Retrospective: Books in 2018

It’s almost April and I’m still doing retrospectives. Last year I did an overhaul of this website in an attempt to make it prettier, more professional, and easier for me to deal with. And while it did those things it didn’t make it more accessible as much as I wanted. It required a lot of work, and frankly it still looks empty – which is not what I want. So I’ve found a new website creator and over the next few months I’ll be working on that and move it over hopefully around June or July.
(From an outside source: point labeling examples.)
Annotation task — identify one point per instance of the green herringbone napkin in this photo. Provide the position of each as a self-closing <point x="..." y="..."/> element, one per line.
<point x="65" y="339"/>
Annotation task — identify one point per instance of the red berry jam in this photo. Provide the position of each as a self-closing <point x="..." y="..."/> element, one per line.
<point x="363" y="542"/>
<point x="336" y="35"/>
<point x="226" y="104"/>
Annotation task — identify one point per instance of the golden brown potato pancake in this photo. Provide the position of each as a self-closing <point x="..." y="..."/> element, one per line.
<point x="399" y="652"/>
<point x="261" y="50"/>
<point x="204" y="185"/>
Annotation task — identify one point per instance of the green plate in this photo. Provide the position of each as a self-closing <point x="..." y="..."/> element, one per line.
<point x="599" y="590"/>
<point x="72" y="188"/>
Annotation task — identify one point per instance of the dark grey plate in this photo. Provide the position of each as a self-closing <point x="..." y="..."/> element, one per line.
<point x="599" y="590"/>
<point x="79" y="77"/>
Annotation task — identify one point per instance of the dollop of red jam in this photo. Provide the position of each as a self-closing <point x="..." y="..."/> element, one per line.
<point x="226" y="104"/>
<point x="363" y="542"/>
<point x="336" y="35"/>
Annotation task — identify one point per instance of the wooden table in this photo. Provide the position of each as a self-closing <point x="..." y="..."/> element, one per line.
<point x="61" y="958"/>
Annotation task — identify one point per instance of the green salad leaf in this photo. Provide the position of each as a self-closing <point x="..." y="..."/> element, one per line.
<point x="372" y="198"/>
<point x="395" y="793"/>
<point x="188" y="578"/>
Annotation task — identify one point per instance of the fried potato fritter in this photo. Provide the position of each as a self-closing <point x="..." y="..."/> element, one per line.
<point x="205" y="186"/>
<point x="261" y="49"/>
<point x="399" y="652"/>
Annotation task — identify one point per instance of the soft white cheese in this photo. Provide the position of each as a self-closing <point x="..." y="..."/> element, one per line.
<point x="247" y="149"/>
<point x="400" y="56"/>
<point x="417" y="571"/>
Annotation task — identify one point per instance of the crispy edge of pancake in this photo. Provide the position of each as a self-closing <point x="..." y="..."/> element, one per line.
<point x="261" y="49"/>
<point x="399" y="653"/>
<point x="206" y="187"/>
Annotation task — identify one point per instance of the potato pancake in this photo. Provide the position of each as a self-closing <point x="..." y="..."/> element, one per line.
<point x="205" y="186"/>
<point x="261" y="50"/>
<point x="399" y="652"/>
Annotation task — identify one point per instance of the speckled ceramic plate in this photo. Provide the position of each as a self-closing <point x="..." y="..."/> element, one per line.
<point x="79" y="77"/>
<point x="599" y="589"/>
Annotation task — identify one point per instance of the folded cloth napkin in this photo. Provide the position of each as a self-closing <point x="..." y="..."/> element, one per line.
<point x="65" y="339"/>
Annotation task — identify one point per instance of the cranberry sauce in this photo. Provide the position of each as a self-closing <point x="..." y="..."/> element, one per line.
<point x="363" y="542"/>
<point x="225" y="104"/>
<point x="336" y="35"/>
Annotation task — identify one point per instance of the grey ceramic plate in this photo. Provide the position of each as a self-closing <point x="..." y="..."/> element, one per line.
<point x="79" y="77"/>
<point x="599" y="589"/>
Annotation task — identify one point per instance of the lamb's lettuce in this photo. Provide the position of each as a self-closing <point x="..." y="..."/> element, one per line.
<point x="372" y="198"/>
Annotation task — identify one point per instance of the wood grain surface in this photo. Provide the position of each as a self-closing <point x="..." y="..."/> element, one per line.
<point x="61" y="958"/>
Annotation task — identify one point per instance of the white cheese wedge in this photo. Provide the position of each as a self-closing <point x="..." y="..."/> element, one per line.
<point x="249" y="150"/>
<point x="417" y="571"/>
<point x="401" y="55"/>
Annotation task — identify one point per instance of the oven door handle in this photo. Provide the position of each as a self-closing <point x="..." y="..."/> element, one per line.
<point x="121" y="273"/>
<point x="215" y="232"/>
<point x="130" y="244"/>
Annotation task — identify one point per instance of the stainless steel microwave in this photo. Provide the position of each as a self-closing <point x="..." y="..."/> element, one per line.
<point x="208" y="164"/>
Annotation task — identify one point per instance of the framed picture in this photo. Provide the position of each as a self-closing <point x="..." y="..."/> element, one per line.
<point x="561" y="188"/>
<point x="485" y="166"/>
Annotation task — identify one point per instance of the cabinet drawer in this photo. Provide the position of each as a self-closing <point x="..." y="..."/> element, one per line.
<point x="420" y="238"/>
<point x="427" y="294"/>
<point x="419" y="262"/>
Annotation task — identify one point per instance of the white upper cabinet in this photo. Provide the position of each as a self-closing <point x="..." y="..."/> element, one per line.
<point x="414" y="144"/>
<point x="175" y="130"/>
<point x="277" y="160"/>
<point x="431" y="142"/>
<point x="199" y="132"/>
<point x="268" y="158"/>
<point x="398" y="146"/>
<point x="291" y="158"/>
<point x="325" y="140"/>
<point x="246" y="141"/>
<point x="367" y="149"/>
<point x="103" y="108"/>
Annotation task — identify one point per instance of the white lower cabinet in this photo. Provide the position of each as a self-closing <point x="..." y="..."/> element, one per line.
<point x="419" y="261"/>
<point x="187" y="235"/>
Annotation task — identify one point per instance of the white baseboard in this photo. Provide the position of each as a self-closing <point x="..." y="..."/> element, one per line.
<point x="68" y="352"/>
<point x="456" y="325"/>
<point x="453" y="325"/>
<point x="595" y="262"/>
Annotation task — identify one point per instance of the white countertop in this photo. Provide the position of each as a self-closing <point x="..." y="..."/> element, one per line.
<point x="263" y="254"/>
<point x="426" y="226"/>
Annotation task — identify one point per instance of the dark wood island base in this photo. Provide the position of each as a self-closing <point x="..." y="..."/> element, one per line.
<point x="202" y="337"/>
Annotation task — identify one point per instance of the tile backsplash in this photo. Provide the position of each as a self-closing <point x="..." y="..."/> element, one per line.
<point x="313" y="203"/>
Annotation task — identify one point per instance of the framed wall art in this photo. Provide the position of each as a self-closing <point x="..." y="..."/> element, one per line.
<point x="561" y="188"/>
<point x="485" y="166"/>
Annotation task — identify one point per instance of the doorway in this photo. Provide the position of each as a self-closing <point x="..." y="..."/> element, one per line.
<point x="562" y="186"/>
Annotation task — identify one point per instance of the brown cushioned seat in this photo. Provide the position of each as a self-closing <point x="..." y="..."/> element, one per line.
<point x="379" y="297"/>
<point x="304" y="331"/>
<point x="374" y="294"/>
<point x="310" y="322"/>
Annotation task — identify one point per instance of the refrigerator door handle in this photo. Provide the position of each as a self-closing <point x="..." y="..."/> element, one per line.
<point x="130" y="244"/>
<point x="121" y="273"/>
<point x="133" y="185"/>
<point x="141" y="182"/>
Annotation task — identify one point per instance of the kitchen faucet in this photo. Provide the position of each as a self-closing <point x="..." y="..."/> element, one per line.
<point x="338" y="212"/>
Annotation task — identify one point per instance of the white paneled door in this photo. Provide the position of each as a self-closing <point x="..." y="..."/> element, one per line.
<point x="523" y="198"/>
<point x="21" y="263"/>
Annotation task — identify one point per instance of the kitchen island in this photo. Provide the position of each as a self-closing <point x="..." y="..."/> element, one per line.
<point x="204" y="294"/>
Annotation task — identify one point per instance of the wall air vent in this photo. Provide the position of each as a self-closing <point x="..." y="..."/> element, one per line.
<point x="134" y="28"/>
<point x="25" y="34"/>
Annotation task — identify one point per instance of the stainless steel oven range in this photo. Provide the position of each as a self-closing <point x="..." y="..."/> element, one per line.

This retrospective I’ll be taking a look at my Top 9 books from 2018 – if you don’t know why I do a Top 9 then go find it somewhere else I’m tired of telling you. Of these, I wanted to note that there were a lot of stories I read that didn’t quite cut the list but there were some that I struggled a lot to try and not cut but it ended up happening anyway. Witchmark by CL Polk was really a lot of fun with an alternative/hidden Victorian world and lots of Gay Strength – the characters in particular were super interesting and well written. Rogue Protocol was a blast and an up-tick from the weak plotted second book in The Murderbot Diaries, and I love Murderbot but I already had one of these books in my list, so it ended up not making the cut. And finally The Only Harmless Great Thing which is a novelette by Bo Bolander which is about super smart elephants and nuclear war but is told out of sync and makes for a super exciting read that I devoured in one sitting.

On to the list!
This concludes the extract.